In terms of space-time complexity which of the following is best way to iterate over a std::vector and why?

Way 1:

for(std::vector<T>::iterator it = v.begin(); it != v.end(); ++it) {
    /* std::cout << *it; ... */
}

Way 2:

for(std::vector<int>::size_type i = 0; i != v.size(); i++) {
    /* std::cout << v[i]; ... */
}

Way 3:

for(size_t i = 0; i != v.size(); i++) {
    /* std::cout << v[i]; ... */
}

Way 4:

for(auto const& value: a) {
     /* std::cout << value; ... */

ANSWER

First of all, Way 2 and Way 3 are identical in practically all standard library implementations.

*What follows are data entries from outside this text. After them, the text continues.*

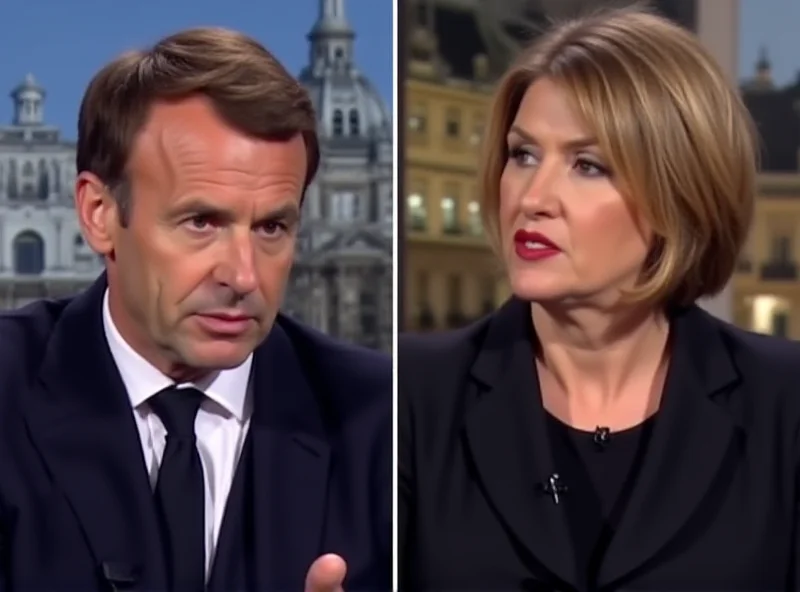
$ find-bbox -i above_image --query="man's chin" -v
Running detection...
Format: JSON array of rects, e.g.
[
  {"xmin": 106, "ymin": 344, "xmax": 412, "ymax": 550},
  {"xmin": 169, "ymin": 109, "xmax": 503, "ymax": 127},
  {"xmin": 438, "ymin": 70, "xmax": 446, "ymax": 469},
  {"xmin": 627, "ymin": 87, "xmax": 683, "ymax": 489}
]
[{"xmin": 183, "ymin": 340, "xmax": 258, "ymax": 370}]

Apart from that, the options you posted are almost equivalent. The only notable difference is that in Way 1 and Way 2/3, you rely on the compiler to optimize the call to v.end() and v.size() out. If that assumption is correct, there is no performance difference between the loops.

If it’s not, Way 4 is the most efficient. Recall how a range based for loop expands to

{
   auto && __range = range_expression ;
   auto __begin = begin_expr ;
   auto __end = end_expr ;
   for ( ; __begin != __end; ++__begin) {
      range_declaration = *__begin;
      loop_statement
   }
}

The important part here is that this guarantees the end_expr to be evaluated only once. Also note that for the range based for loop to be the most efficient iteration, you must not change how the dereferencing of the iterator is handled, e.g.

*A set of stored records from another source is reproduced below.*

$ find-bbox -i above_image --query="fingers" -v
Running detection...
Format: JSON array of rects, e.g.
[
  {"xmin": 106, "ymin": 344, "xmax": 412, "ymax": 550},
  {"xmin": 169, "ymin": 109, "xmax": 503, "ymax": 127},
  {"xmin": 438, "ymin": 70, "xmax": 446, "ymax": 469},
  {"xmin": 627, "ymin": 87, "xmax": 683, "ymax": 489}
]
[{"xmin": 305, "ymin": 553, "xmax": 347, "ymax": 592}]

for (auto value: a) { /* ... */ }

this copies each element of the vector into the loop variable value, which is likely to be slower than for (const auto& value : a), depending on the size of the elements in the vector.

Note that with the parallel algorithm facilities in C++17, you can also try out

#include <algorithm>
#include <execution>

std::for_each(std::par_unseq, a.cbegin(), a.cend(),
   [](const auto& e) { /* do stuff... */ });

but whether this is faster than an ordinary loop depends on may circumstantial details.